We knew it would be a long and arduous journey. And there were times we felt like we should just give up. But then what? After our communities are invaded and occupied by hostile forces, where shall we go?
A good friend of mine likes to say that when you have a problem, you always have a choice. You can do something, or you can do nothing. If you do something, you don’t know how it’s going to turn out. But if you do nothing, you know exactly how it’s going to turn out.
Not only did we all choose to do something, we did all the things. We had to. We weren’t invited to the decision-making table, so we brought our own chairs. We organized, we reached consensus and we said “No.” We formed a multi-community coalition of allies, demanding transparency, accountability and a true democratic process.
We formed a fleet of community protectors and park protectors, and we fought back against powerful forces trying to erase us in the name of progress. CMU, the University of Pittsburgh, the foundations and others had a plan. They always have a plan.
So, we made a plan and we took ’em all on. We identified the real needs of our communities and created the Our Money, Our Solutions development and transportation plan. Many of the needs listed there have been or are in the process of being implemented (see Page 1).
You see, we had a refuge the Cylon-builders know nothing about: the power of the people.
Because the power of the people is always stronger than the people in power. When we fight, we win! And thanks to many of you, we were victorious in the Battle of Four Mile Run.
The activist Harvey Milk said if you want to change the world, begin in your own neighborhood. And since this began, I’ve said many times over: The Run is ground zero for democracy.
Today, I say democracy from the ground up shall become our new normal in Pittsburgh. Democracy out there begins here.
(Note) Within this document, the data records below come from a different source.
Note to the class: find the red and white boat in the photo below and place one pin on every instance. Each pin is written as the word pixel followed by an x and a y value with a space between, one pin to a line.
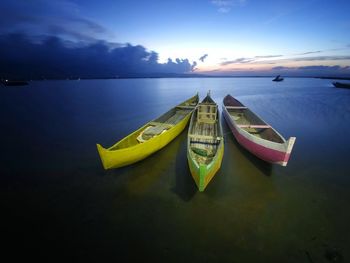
pixel 256 135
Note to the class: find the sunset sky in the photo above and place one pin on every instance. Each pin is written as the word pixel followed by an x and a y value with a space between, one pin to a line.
pixel 222 37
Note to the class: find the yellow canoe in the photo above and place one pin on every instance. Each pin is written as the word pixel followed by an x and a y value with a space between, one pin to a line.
pixel 149 138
Whatever neighborhood you’re from, you have the power to build a democratic system from the ground up. You can and you should organize, reach consensus in your communities and speak truth to power.
You can and should say no to closed-door decision-making and back-door dealmaking attempting to force you out and erase whole communities for profit. You can and should decide your own future. And yes, you can run for public office – like City Council – and win and be a true representative of the people in your district.
Let the Battle of Four Mile Run be an example of people power over profiteers and set a precedent for true community-driven development.
There are way too many people and groups and organizations to thank individually, so I’m just going to say: Thank you all so very, very much. No matter what part you played, no matter how big or small, it was important.
Take one little thing out of the equation and maybe there’s a different result.
So, I’m going to end with a promise and an invitation. I promise you today, as I promised my fellow Road Warriors in 2015: We will defend our communities. We will protect Schenley Park. And we will never allow any type of roadway to be built through this valley going forward, ever. What say you? Will you join me today in that pledge? So say we all!